Digital phenotyping using wearable-determined physical behaviors and machine learning to detect depression and anxiety in a general population

Read the full article See related articles

Listed in

This article is not in any list yet, why not save it to one of your lists.
Log in to save this article

Abstract

Objective

Depression and anxiety are widespread mental health disorders, yet their diagnosis remains challenging. Digital phenotyping with wearable devices provides a promising approach for detecting depression and anxiety in the general population. This study aims to explore the extent to which wearable accelerometer-determined physical behavior metrics can be used as digital phenotypes for identifying individuals with and without depression and anxiety symptoms using machine learning (ML) algorithms.

Methods

At age 46 years old, participants (N = 2,810) from the Northern Finland Birth Cohort 1966 carried wrist- and waist-worn accelerometers for 14 consecutive days. Physical activity and sedentary behaviors were measured using data from the waist-worn device, while sleep behavior was identified based on data from the wrist-worn accelerometer.

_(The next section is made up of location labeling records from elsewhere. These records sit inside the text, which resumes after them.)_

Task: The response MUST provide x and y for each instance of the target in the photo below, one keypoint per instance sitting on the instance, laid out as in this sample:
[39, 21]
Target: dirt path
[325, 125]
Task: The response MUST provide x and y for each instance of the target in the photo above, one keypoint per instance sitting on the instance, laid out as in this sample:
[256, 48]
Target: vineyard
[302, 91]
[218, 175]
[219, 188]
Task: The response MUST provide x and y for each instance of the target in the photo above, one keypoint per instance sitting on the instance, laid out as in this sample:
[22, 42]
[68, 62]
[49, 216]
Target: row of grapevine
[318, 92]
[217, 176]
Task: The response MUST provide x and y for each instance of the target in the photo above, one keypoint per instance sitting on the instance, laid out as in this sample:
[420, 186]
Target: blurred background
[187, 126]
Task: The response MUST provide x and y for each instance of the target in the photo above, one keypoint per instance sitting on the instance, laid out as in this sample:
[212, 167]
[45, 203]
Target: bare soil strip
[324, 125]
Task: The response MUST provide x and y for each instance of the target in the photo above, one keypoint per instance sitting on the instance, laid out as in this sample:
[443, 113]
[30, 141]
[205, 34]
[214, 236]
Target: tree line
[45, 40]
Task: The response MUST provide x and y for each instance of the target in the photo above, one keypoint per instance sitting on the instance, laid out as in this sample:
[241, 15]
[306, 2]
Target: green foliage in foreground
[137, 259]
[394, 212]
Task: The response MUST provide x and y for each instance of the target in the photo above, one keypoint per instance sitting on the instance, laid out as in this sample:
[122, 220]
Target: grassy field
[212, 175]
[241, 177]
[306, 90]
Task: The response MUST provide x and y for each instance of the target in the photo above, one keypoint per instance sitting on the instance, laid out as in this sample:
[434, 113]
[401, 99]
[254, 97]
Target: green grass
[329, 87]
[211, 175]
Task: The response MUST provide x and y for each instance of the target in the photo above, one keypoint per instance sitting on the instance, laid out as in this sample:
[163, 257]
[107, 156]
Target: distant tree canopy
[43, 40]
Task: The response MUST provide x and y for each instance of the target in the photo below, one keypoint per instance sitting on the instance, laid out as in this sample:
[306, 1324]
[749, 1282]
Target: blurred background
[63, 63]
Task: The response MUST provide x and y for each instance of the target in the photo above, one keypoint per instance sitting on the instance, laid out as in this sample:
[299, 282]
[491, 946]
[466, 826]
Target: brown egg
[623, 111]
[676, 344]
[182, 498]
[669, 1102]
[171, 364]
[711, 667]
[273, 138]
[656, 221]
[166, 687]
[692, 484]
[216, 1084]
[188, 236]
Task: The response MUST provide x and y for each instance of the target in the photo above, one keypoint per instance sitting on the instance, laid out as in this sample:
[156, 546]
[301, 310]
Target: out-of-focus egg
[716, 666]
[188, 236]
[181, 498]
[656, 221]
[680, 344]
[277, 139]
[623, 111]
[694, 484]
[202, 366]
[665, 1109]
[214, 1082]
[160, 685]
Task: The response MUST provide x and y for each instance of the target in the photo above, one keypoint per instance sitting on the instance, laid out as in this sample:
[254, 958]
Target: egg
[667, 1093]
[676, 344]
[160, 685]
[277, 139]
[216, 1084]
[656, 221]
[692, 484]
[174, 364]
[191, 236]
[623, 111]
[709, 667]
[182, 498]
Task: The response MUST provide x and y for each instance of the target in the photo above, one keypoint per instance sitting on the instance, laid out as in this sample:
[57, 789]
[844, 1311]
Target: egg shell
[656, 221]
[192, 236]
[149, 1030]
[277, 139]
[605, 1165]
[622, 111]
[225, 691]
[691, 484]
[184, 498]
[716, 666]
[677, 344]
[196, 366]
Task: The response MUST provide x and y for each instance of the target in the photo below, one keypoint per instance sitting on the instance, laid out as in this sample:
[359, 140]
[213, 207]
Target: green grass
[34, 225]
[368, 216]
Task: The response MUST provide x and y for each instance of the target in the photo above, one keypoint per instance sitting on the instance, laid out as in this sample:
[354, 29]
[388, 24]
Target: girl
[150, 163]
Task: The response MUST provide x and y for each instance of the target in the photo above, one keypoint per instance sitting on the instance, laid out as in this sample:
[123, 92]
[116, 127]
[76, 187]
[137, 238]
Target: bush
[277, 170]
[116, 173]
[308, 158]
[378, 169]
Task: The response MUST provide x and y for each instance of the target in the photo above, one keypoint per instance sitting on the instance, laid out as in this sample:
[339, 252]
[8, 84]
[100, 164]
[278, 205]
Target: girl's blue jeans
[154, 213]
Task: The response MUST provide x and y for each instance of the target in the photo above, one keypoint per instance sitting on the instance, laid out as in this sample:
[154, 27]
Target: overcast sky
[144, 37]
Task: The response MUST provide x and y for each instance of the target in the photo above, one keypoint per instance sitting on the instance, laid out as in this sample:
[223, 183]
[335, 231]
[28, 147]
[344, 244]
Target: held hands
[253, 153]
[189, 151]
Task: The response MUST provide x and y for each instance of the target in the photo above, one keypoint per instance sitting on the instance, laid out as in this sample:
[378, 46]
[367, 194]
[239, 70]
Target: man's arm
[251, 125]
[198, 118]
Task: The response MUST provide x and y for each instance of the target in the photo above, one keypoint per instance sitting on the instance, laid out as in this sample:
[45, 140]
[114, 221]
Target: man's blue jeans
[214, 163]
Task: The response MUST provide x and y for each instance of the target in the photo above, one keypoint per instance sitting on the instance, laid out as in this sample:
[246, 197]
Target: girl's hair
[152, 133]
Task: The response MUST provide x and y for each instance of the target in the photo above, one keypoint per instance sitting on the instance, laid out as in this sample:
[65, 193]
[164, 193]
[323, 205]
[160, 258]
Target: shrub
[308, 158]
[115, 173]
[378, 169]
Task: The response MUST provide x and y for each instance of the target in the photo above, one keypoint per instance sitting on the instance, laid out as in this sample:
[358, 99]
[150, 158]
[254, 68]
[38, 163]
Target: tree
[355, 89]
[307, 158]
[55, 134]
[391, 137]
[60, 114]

A total of 54 physical behavior metrics were extracted for each participant. Severity of the depression and anxiety symptoms were assessed using three validated instruments: the Beck Depression Inventory-II, Generalized Anxiety Disorder-7, and the Hopkins Symptom Checklist-25. Five ML algorithms were applied to identify individuals with and without depression and anxiety symptoms. Model interpretability was enhanced using SHapley Additive exPlanations (SHAP) to assess the contribution of individual features.

Results

Among ML models, random forest achieved the best performance with accuracy (66%–72%) and AUC (66%–70%) for all three instruments. Physical behavior metrics extracted from accelerometers emerged as potential predictors of depression and anxiety. In SHAP analysis wake up time, time in bed, bed time, physical activity intensity proportions and prolonged sedentary bouts emerged as most important features.

Conclusions

Wearable-derived metrics of physical behaviors combined with ML models can be utilized with reasonably good accuracy to differentiate between participants with and without depression and anxiety symptoms. Our findings support the utility of wearable-derived physical behavior digital phenotypes for differentiating between participants with and without depression and anxiety symptoms in a general population.